Por isso, essas ações levarão em conta a cooperação internacional, bem como o contexto socioeconômico nacional, tudo com base no desenvolvimento sustentável; sendo, portanto, necessária a redução das emissões antrópicas de gases de efeito estufa em relação às suas diferentes fontes, além da preservação, conservação e recuperação dos recursos ambientais.

Para tanto, serão utilizados, de acordo com a Lei, os seguintes instrumentos: o Fundo Nacional sobre Mudança do Clima; a Comunicação Nacional do Brasil à Convenção-Quadro das Nações Unidas sobre Mudança do Clima; as resoluções da Comissão Interministerial de Mudança Global do Clima; as medidas fiscais e tributárias destinadas a estimular a redução das emissões e remoção de gases de efeito estufa; o desenvolvimento de linhas de pesquisa por agências de fomento; os registros, inventários, estimativas, avaliações e quaisquer outros estudos de emissões de gases de efeito estufa e de suas fontes, elaborados com base em informações e dados fornecidos por entidades públicas e privadas; as medidas de divulgação, educação e conscientização; o monitoramento climático nacional; o estabelecimento de padrões ambientais e de metas etc.

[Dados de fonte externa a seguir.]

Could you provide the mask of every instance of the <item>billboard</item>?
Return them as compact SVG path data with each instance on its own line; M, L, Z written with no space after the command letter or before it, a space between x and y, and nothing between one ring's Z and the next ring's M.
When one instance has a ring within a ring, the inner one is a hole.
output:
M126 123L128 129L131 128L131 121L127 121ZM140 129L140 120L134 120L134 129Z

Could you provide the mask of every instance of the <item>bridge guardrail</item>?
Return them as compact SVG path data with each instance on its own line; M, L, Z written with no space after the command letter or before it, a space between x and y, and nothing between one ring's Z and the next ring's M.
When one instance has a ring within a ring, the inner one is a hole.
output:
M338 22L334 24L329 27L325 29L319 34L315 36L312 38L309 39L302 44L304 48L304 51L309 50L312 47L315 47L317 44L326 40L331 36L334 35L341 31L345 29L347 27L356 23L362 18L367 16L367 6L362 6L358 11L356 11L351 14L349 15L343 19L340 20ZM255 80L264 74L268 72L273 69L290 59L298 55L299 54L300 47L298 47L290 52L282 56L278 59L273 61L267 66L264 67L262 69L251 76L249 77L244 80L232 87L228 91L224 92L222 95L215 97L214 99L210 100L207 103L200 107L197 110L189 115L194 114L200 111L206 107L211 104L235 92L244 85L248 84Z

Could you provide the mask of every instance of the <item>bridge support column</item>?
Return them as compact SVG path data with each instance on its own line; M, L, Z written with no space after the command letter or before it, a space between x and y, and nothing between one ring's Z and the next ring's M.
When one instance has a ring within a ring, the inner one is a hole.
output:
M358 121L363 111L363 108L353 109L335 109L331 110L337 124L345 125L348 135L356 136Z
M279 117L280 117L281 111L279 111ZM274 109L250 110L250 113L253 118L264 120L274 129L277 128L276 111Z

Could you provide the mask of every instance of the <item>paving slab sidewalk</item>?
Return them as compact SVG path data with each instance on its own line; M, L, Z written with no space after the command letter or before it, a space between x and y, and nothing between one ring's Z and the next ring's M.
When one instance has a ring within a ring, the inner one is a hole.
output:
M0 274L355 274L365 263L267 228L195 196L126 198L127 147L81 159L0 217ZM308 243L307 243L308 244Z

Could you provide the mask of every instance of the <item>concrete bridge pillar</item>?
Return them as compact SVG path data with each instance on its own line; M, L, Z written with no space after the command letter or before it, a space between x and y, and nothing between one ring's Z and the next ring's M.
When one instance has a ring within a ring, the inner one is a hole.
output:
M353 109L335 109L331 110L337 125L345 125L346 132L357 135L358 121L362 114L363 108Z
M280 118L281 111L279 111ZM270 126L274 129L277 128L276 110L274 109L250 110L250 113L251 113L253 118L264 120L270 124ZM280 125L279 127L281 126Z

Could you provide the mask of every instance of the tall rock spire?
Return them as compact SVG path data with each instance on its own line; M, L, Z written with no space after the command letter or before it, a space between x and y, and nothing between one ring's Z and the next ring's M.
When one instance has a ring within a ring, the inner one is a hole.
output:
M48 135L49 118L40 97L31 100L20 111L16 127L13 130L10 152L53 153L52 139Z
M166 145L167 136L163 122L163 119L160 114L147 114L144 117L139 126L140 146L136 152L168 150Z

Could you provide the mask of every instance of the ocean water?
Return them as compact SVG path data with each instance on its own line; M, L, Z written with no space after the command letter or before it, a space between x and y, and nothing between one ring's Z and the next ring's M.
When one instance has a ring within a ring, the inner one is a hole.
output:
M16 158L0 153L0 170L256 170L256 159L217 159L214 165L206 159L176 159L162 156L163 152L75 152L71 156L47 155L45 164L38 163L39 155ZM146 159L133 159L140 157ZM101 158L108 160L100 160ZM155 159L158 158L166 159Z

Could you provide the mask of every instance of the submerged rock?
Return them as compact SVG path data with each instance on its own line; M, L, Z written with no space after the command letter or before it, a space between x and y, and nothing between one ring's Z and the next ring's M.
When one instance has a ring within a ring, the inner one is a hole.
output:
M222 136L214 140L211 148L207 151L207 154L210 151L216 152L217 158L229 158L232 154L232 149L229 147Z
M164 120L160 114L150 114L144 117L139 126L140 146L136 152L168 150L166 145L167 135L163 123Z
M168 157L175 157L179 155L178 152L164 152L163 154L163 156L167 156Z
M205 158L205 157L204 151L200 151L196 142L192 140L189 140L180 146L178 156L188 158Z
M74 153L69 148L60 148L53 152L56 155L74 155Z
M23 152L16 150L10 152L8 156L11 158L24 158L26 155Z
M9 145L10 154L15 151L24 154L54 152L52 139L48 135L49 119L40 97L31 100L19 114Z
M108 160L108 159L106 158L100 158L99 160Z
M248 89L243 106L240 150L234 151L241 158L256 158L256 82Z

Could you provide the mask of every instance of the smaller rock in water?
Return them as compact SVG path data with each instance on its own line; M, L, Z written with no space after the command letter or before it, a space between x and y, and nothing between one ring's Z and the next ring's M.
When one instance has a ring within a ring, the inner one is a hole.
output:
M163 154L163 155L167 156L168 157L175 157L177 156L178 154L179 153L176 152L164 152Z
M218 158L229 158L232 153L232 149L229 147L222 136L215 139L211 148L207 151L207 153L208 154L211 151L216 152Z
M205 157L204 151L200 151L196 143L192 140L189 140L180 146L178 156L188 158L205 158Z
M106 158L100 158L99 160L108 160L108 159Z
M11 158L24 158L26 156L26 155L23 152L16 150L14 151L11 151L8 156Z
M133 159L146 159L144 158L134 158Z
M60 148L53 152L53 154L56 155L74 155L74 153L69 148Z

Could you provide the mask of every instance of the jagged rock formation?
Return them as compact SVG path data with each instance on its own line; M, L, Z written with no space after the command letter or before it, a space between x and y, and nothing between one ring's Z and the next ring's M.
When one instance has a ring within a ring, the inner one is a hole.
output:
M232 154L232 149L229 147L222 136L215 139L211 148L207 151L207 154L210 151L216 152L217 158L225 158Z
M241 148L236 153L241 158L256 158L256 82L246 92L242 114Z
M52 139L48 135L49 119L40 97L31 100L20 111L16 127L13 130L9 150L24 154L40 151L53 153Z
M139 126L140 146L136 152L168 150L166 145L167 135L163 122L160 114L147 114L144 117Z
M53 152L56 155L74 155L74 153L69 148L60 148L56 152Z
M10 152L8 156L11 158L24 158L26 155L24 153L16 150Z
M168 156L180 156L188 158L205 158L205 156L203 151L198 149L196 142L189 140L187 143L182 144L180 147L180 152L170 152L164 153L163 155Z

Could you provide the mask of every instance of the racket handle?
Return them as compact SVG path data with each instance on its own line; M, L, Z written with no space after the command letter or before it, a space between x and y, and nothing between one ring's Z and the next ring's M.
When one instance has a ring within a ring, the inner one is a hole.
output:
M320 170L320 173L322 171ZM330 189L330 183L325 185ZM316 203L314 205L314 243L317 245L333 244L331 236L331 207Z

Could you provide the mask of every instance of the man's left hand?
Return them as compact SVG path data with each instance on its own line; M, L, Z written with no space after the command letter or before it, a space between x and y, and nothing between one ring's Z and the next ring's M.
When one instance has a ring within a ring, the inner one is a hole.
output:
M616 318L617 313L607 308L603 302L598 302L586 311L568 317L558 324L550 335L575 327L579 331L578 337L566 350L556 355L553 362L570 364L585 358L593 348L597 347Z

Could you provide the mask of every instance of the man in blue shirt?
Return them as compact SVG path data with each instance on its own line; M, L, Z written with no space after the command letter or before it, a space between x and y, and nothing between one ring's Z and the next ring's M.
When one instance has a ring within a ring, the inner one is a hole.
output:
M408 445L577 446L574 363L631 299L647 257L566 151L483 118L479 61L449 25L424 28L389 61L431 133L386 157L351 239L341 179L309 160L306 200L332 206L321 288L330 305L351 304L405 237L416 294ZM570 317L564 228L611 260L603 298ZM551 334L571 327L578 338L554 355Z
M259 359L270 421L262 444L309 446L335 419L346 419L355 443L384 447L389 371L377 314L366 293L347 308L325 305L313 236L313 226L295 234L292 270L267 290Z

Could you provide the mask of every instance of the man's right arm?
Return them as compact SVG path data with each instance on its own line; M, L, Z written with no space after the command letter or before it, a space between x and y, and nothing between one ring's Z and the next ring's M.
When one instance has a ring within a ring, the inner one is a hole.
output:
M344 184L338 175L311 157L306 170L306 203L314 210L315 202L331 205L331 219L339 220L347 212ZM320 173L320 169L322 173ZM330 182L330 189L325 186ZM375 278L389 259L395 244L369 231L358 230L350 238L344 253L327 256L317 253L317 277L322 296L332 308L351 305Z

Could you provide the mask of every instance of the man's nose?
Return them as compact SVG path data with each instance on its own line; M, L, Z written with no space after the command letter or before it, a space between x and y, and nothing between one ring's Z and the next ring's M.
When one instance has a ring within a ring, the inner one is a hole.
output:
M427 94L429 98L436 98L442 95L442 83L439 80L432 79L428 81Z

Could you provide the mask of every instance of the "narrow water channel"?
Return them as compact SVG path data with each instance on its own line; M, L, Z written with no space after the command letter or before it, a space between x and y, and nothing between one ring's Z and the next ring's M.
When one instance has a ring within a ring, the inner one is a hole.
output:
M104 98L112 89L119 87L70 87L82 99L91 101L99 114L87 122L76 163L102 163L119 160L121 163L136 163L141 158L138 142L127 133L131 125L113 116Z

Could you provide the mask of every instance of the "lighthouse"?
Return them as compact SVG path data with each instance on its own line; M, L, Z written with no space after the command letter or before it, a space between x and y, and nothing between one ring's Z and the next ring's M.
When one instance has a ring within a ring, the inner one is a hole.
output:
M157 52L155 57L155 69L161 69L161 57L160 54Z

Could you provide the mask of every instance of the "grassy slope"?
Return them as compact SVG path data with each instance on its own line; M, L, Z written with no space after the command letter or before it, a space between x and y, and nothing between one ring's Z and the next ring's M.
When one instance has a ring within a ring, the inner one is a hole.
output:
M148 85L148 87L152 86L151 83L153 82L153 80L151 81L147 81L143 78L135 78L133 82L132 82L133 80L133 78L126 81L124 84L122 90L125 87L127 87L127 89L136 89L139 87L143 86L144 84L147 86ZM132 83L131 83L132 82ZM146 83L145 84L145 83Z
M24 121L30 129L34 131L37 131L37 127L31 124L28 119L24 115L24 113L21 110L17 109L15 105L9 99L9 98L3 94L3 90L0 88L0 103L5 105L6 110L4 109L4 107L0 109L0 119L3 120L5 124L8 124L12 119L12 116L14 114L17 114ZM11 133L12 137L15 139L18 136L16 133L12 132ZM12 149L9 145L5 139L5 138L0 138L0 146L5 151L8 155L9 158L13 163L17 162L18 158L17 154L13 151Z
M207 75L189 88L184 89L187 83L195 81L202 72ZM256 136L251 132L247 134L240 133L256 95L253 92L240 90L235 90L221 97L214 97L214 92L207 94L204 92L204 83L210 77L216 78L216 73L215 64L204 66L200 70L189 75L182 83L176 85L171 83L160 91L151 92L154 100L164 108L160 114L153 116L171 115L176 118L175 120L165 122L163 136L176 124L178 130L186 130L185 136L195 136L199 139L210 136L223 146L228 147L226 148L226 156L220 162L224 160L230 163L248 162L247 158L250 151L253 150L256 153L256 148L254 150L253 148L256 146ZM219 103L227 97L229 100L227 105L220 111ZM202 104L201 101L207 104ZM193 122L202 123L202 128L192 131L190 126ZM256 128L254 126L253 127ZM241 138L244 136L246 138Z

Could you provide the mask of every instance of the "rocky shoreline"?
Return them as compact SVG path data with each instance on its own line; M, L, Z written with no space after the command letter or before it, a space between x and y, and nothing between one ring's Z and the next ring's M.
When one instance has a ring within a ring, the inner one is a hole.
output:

Dessarte, serão criados o Comitê Interministerial sobre Mudança do Clima; a Comissão Interministerial de Mudança Global do Clima; o Fórum Brasileiro de Mudança do Clima; a Rede Brasileira de Pesquisas sobre Mudanças Climáticas Globais - Rede Clima; a Comissão de Coordenação das Atividades de Meteorologia, Climatologia e Hidrologia.

Diz, também, o artigo 9º que o “Mercado Brasileiro de Redução de Emissões - MBRE será operacionalizado em bolsas de mercadorias e futuros, bolsas de valores e entidades de balcão organizado, autorizadas pela Comissão de Valores Mobiliários - CVM, onde se dará a negociação de títulos mobiliários representativos de emissões de gases de efeito estufa evitadas certificadas. “

Nesse diapasão, o Brasil adotará, como compromisso nacional voluntário, a meta de reduzir entre 36,1% e 38,9% das emissões projetadas até 2020. Essas ações para redução de emissão de gases do efeito estufa serão detalhadas por decreto.

Com isso, o país passa a ser um dos primeiros a assumir compromisso sério para não destruir o planeta, intendendo-o, como um grande sistema complexíssimo, onde somos simples inquilinos que podemos ser despejados a qualquer momento.